Le masque (3)

…Je ne dors plus que cinq heures par nuit. Pour un gros dormeur, comme moi, c’est presqu’un exploit. Je ne me sens pas capable d’aller plus loin. Je suis fatigué. Je bois du café. Beaucoup de café. Je mange beaucoup moins. Je bois beaucoup d’eau aussi. J’ai perdu cinq kilos, désormais. Je marche.

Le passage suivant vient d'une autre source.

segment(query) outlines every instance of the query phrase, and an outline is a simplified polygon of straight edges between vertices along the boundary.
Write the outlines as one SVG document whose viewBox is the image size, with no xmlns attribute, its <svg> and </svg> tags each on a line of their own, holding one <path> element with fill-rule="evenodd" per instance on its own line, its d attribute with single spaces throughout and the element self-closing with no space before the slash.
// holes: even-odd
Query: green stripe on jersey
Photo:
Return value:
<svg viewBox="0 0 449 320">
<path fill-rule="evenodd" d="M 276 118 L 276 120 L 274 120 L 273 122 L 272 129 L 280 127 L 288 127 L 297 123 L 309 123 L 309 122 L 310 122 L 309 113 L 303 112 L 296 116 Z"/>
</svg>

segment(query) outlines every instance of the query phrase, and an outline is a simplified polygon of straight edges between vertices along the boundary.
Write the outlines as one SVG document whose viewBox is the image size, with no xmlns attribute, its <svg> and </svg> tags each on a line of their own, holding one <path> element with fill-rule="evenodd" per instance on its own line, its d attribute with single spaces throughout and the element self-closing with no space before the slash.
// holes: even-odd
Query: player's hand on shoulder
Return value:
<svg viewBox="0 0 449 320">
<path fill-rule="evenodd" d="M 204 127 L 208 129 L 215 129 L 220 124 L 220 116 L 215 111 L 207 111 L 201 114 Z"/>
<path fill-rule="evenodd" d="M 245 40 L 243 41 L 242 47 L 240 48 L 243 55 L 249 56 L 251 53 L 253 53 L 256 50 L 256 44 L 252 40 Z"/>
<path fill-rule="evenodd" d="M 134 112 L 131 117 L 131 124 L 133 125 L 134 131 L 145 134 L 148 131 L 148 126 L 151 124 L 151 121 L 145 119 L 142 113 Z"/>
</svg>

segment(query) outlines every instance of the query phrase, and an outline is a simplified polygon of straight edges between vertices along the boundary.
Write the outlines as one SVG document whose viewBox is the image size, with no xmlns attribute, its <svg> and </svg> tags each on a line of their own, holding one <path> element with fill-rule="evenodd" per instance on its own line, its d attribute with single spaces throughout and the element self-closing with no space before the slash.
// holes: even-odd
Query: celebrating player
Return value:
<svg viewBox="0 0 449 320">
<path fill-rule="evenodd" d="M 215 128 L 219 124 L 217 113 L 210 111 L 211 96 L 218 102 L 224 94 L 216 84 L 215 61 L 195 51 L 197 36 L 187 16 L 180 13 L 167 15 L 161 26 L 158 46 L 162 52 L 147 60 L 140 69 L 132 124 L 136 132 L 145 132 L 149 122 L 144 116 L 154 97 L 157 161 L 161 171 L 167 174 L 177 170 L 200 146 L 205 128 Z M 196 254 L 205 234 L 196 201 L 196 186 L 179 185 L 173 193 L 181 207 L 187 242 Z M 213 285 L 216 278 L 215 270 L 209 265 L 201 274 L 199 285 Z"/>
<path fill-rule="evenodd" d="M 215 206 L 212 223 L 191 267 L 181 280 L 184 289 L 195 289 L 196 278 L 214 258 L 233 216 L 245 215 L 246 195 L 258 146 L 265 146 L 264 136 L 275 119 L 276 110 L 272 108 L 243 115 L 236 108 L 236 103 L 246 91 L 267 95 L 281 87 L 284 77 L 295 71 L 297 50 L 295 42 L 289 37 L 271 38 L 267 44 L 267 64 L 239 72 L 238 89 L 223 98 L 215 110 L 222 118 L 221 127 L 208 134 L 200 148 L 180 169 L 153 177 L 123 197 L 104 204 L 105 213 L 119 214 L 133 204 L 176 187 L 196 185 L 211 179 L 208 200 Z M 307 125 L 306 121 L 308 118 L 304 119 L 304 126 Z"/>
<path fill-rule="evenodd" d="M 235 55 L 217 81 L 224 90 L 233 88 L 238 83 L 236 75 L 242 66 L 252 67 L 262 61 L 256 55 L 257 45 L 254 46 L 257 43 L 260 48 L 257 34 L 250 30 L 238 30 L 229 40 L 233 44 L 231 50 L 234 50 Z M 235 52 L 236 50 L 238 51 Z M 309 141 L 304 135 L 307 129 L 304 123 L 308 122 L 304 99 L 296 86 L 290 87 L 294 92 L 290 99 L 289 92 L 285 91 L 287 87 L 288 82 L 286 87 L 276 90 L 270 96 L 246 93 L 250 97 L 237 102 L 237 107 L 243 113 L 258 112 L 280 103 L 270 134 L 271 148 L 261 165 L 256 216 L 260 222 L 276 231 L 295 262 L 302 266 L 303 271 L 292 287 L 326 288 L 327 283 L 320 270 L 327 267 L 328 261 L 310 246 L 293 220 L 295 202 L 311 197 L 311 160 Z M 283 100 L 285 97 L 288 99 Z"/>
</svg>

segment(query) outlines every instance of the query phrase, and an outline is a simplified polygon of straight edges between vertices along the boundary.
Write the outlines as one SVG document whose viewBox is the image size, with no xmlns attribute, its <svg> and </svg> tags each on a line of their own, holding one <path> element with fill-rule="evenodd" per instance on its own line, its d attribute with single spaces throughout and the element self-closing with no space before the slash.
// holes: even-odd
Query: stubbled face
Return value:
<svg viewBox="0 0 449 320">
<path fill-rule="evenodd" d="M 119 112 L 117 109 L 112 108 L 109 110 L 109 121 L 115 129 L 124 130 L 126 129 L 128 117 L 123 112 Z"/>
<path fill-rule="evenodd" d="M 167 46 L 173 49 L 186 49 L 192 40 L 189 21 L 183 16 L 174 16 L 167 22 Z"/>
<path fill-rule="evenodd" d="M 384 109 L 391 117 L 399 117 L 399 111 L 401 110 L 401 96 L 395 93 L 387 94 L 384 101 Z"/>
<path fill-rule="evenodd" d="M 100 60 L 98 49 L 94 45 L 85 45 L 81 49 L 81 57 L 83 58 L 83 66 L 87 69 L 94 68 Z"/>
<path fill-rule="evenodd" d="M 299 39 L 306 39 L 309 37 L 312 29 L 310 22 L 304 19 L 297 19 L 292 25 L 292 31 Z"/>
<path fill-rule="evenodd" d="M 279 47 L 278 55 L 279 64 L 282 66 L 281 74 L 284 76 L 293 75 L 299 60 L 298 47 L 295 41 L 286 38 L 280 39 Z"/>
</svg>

Je marche plusieurs heures par jour. Le matin, deux heures avant de me rendre au travail. Elle est partie. C’est mieux. Plus commode pour moi. Je peux davantage traîter mon affection. Pas nécessaire de m’expliquer, de me justifier ou d’argumenter. Mes mâchoires ont l’air de ne plus croitre. L’espacement entre les dents ne s’est pas accru. Les mesures, celle du pied à coulisse, comme celle plus empirique de l’utilisation de brossettes, me rassurent. Je marche le soir, également, en fin de journée. Un peu moins de deux heures. Cela me permet de « reculer » mon coucher. Les jours, comme on a dépassé la sainte Luce, ont rallongé. C’est une bonne nouvelle. Je me dis que les nuits courtes seront plus faciles à assimiler. Je vais accroître mon temps de marche, peut-être progressivement chercher à atteindre les cinq heures quotidiennes. Et puis ensuite, comme le sommeil, augmenter d’une heure par quinzaine. Cette arithmétique simple me convient. Je dois pouvoir marcher six heures par jour, travailler sept heures, dormir cinq heures. Il reste encore six heures à assassiner, moins en tenant compte des temps de repas. Disons quatre heures. C’est une affaire de dosage. Facile à retranscrire. Mais plus compliqué à mettre en œuvre.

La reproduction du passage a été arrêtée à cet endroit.